The firm’s shipping center is impressive, with 70 brand new robots allow the firm to ship a pair of shoes in as little as 8 minutes. Says the firm’s CEO (and relentless ‘Twitterer’ Tony Hsieh (pronounce Shay and tweeting @zappos), the firm’s entire business revolves around happiness. Zappos is regularly voted one of best firms to work for, even though it often pays employees below market rates. Trainees famously offered $2,000 to quit after two weeks of training. Managers are required to spend 10-20% of their time goofing off with the people they manage. The customer-focused Zappos prominently displays its toll-free customer support number, offers personal buying service, throws in free socks – anything to put a skeptical customer at ease and generate the best form of advertising – positive word of mouth.

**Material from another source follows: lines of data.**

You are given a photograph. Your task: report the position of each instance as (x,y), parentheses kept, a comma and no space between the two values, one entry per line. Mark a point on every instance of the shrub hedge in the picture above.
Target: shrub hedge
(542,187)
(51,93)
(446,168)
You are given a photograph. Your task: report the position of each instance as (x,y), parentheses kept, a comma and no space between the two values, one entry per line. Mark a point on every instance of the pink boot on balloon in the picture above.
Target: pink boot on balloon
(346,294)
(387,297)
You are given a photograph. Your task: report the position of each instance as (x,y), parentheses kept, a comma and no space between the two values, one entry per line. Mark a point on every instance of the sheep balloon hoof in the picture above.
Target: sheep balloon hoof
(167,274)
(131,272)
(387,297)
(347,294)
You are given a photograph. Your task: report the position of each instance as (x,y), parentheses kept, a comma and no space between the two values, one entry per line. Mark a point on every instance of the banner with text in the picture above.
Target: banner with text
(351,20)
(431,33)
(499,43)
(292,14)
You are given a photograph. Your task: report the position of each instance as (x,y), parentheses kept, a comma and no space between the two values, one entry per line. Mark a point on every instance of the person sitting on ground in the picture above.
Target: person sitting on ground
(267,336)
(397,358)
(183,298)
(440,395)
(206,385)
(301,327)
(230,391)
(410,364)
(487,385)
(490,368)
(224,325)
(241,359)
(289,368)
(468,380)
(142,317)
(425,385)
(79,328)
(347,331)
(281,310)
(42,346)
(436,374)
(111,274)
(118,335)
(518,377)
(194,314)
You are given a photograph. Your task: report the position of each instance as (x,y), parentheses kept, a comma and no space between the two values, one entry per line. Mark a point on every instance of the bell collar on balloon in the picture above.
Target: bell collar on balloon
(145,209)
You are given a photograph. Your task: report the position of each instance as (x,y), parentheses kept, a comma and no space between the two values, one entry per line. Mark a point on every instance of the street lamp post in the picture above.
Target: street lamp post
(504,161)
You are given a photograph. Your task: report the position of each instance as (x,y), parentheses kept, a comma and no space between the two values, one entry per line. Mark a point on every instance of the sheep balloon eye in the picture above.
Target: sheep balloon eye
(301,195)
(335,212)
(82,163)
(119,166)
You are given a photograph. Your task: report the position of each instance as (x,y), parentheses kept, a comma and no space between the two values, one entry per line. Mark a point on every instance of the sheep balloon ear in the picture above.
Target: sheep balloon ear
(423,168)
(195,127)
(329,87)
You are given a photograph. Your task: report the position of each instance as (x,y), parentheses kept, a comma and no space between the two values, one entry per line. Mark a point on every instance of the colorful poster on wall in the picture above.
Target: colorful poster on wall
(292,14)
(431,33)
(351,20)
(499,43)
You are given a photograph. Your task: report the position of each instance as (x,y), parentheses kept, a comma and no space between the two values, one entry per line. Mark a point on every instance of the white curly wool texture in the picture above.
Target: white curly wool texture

Zappo’s isn’t Hieh’s first success. When he was 24, he sold LinkExchange to Microsoft for $265 million. His Venture Frogs firm also helped start Ask.com and OpenTable (which went IPO earlier this year).

CraigsList Revenue Said to Top $100 Million
That’s a 23 percent jump from the firm’s 2008 take and up hugely from the firm’s $9 million revenue just five years ago. The firm is still mostly free and not at all interested in going public, but with the majority of content free (it charges for some corporate job listings and some real estate ads), CraigsList has been killing conventional newspapers. Newspaper classified ad revenue dropped 29 percent last year.

Digg’s Amazing Business Model Explained
Video clip of Digg CEO Jay Adelson on Digg’s model. Among the info revealed: “We are getting 10-20 times the price for an ad that a social network will get”. “1.5 billion impressions of those Digg buttons across the Web every month and they are growing by 100 million to 200 million a month.” Digg sends 80 million visits a month to major newspaper websites and is helping them to understand how to leverage social technologies to better monetize these users. Jay also talks about funding and having cash. Highland Capital (where two partners BC alums) led the firm’s Fall ’08 round, and Jay kindly spent time with my undergrads last spring.

Dude – Dell’s Making Money Off Twitter!
Dell claims that it’s netted $2 million in outlet store sales referred via @DellOutlet (>600,000 followers), and another $1 million from customers who have bounced from the outlet to the new products site.

How Twitter, Cell Phones, Facebook Make History
In a week when Twitter and Facebook have been a major tool to organize and disseminate information from Iran, it might be interesting to check out Clay Shirky’s TED video from earlier this year.

Microsoft Sues Over Click Fraud
Using techniques described in our Google chapter, Microsoft uncovers click fraud and takes the perps to court. I do have strong reservations over the article’s claim that 1 in 7 clicks are fraudulent, though. Google’s provided academic papers disputing this (referred to at the end of my chapter). Surprising major media hasn’t challenged some of the high rates they’re hearing from fraud auditing firms.

Sales of iPhone 3G S surpass the 1 million mark in 3 days
Headline says it all. So did the press release – made by Steve Jobs, who is back on the job!